Multi Ancestry PGS Tools

Multi Ancestry PGS Tools

In this section we integrate two tools that improve polygenic prediction power using GWAS data from multiple populations.

PRS-Csx

PRS-CSx is an advanced polygenic score (PGS) tool that extends PRS-CS to accommodate trans-ancestry genetic data. By leveraging summary statistics from multiple populations, PRS-CSx improves the accuracy and generalizability of polygenic scores across diverse ancestries, making it particularly useful for studies involving multi-ethnic cohorts. You can check details from here.

  • For this tool, GWAS summary statistics for 2 different populations should be used. These populations could be AFR, AMR, EAS, EUR or SAS. These populations should be determined with --prscsx_gwas1 and --prscsx_gwas2 parameters. Populations should be determined with pop1 and pop2 parameters. Lastly populations' size should be determined with n_gwas1 and n_gwas2 parameters.

  • A reference genome is needed to use this tool. You can access and download these reference genomes from PRS-Csx's github page.
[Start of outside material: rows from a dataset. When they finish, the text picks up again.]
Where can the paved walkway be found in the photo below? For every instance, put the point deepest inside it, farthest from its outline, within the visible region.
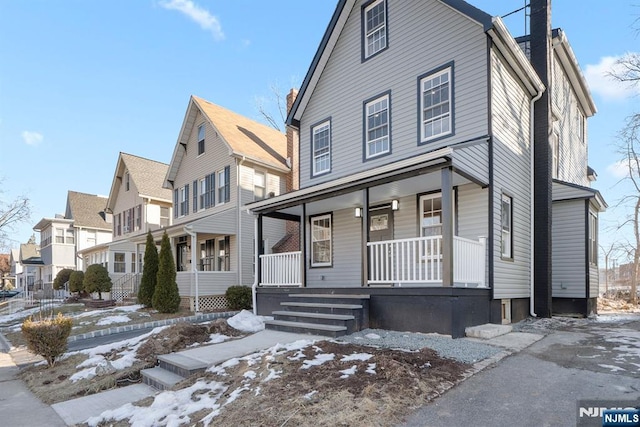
(78, 410)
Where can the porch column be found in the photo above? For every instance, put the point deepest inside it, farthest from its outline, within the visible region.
(365, 237)
(447, 227)
(303, 245)
(259, 250)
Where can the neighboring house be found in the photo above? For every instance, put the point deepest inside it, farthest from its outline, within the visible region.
(137, 204)
(221, 161)
(26, 266)
(420, 155)
(84, 224)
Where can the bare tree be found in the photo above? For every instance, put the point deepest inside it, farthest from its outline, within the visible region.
(12, 213)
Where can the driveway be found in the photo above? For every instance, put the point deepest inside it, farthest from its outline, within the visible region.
(543, 384)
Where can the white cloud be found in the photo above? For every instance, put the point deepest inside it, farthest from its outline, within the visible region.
(32, 138)
(600, 81)
(197, 14)
(619, 169)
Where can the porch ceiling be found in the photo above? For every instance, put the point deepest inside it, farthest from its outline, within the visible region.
(379, 194)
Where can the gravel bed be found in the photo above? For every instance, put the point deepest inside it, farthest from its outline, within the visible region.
(460, 349)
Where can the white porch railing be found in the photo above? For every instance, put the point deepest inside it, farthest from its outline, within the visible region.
(419, 261)
(281, 269)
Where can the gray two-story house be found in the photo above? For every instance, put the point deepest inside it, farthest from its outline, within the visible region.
(418, 165)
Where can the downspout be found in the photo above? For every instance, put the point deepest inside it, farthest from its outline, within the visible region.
(531, 208)
(194, 265)
(238, 205)
(255, 268)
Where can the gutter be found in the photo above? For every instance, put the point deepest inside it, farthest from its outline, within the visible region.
(194, 266)
(531, 199)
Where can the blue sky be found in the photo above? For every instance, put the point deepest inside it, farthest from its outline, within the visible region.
(81, 81)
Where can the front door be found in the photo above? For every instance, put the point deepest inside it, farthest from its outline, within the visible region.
(380, 224)
(381, 229)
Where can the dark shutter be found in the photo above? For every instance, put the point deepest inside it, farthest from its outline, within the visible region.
(227, 190)
(175, 203)
(195, 196)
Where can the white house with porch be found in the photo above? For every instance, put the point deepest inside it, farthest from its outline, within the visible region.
(423, 174)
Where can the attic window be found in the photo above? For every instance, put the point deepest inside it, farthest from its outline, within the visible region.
(200, 139)
(374, 27)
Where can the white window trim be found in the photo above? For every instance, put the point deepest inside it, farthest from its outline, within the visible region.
(330, 262)
(509, 234)
(314, 130)
(367, 32)
(369, 143)
(432, 76)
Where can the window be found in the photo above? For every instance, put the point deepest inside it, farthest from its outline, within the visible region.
(223, 185)
(70, 236)
(138, 225)
(555, 163)
(506, 227)
(184, 200)
(376, 122)
(224, 260)
(431, 215)
(374, 27)
(259, 185)
(593, 238)
(201, 139)
(204, 202)
(321, 241)
(164, 216)
(321, 148)
(207, 255)
(435, 105)
(119, 264)
(59, 235)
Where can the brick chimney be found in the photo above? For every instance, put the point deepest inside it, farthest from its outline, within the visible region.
(541, 61)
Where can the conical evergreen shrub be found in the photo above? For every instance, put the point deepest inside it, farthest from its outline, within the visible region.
(149, 273)
(166, 298)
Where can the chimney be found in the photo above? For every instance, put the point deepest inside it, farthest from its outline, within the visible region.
(541, 60)
(293, 179)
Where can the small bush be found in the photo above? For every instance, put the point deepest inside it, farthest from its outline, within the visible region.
(239, 297)
(47, 338)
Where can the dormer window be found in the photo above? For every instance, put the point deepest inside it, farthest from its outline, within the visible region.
(201, 139)
(374, 27)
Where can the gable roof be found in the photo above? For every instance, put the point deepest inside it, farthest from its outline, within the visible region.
(84, 209)
(244, 137)
(30, 254)
(147, 175)
(332, 33)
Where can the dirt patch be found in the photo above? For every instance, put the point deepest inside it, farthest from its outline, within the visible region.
(345, 391)
(54, 385)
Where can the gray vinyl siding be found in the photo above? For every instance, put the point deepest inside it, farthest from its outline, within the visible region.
(573, 156)
(568, 262)
(472, 212)
(347, 261)
(346, 83)
(511, 172)
(474, 160)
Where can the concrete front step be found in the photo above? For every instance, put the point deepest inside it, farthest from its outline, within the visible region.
(160, 378)
(306, 328)
(487, 331)
(181, 364)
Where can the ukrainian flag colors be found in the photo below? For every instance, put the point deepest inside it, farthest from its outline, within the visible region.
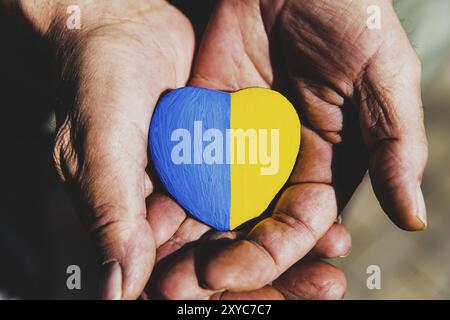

  • Also you can choose reference panel for polygenic prediction as UKBB (The UK Biobank) or 1KG (1000 Genome Poject) by following parameter:

nextflow run main.nf --ref_dir '$PWD/PRScsx/UKBB'
  • The format of the GWAS summary statistics should be as follows:
SNP	        A1	A2	OR	         P
rs11240767	T	C	0.932267	0.0857218
rs3131972	A	G	0.995723	0.881993
rs1048488	C	T	0.935036	0.0291286
rs12124819	G	A	0.951011	0.113692
rs4040617	G	A	0.961266	0.438928
rs4970383	A	C	0.979289	0.608764
rs13302982	A	G	0.991736	0.775989
rs4040604	G	T	0.996435	0.926046
rs2340587	A	G	0.993043	0.836498
rs28576697	C	T	0.981964	0.701685
rs1110052	T	G	0.994328	0.898852
rs7523549	T	C	0.958352	0.139684
rs3748592	A	G	0.980214	0.667305
rs3748593	A	C	0.999168	0.985898 

MUSSEL

PGSXplorer integrates the MUSSEL tool, a software designed for multi-population polygenic score (PGS) estimation. MUSSEL enables the calculation of polygenic risk scores by utilizing summary statistics from multiple populations and provides improved prediction accuracy across different genetic backgrounds. This pipeline including MUSSEL allows for robust PGS analysis, making it suitable for studies involving heterogeneous populations. MUSSEL is defined as default:false in PGSXplorer due to the differences in the datasets it uses. The reference genome datasets you need to use for MUSSEL are also available on the MUSSEL github page.